Thursday, July 29, 2004

 

Shared Responsibility

As a part in our job, we are supposed to provide specialist advice for project managers who prepare documents to procure and manage a service. This function is necessary to ensure that the process adopted and the outcome is consistent with the organisation’s policy and complying with the procedures. Our function is to add value to their work as oppose to policing their work. One of the vital steps to achieve this is to review the draft documents before they are finalised.
Somehow, people took advantage of this situation. Some project managers couldn’t care less and spend little effort in preparing their documents.  Draft documents are sometimes so brief to the extent of next to nothing.  It is virtually impossible to review a very badly formatted document with hardly any content in it.
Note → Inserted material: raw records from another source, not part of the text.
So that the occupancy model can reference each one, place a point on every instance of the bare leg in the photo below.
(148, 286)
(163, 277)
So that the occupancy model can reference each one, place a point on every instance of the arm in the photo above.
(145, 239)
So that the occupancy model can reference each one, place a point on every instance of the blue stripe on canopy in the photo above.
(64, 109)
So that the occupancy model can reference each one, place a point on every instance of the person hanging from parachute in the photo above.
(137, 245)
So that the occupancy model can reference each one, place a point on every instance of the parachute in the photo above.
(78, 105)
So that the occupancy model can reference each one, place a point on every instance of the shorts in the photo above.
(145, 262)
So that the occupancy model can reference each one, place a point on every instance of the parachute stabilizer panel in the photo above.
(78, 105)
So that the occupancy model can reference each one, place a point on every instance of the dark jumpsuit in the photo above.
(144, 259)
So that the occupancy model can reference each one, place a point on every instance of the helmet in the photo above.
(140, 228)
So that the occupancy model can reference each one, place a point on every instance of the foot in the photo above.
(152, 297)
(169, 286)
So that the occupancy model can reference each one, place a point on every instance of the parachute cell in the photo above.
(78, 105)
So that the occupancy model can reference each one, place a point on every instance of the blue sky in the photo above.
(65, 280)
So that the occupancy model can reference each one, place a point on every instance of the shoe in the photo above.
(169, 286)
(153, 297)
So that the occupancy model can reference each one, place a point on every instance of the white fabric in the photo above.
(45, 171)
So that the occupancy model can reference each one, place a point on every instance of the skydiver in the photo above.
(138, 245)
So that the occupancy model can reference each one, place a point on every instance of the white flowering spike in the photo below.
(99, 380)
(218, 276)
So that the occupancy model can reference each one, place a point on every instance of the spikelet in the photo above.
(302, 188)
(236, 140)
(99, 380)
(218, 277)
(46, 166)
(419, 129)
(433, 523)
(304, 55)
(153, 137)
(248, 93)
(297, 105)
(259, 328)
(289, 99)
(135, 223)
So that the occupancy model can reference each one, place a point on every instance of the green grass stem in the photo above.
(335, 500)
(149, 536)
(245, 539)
This makes reviewing of the document meaningless and a mockery.   Unfortunately, this is a large bureaucratic organisation and there is really nothing much you can penalise the culprit who performed in such tardy manner.
Tardiness is a human weakness. The weakness is best amplified when shared responsibility exists.   As long as the responsibility for producing a good work (in this case a good document) is shared by a few people, some people tend to be lazy and pass the buck.  Eventually, some other conscientious people in the group will have to work harder to make it good.The concept of Share Responsibility is meant to encourage effective contribution from individual to form an effective team to achieve a quality outcome.  In Share Responsibility, everybody is accountable for any failure. Now in large bureaucratic organisation, it is used a screen to hide oneself for not acting in a responsible manner. It is the duty of top management to investigate, to go behind this screen to know the true value of the organisation. Again, often too unfortunately, top management are busy themselves erecting bigger screens to protect themselves and have little time left to do any thing that adds value.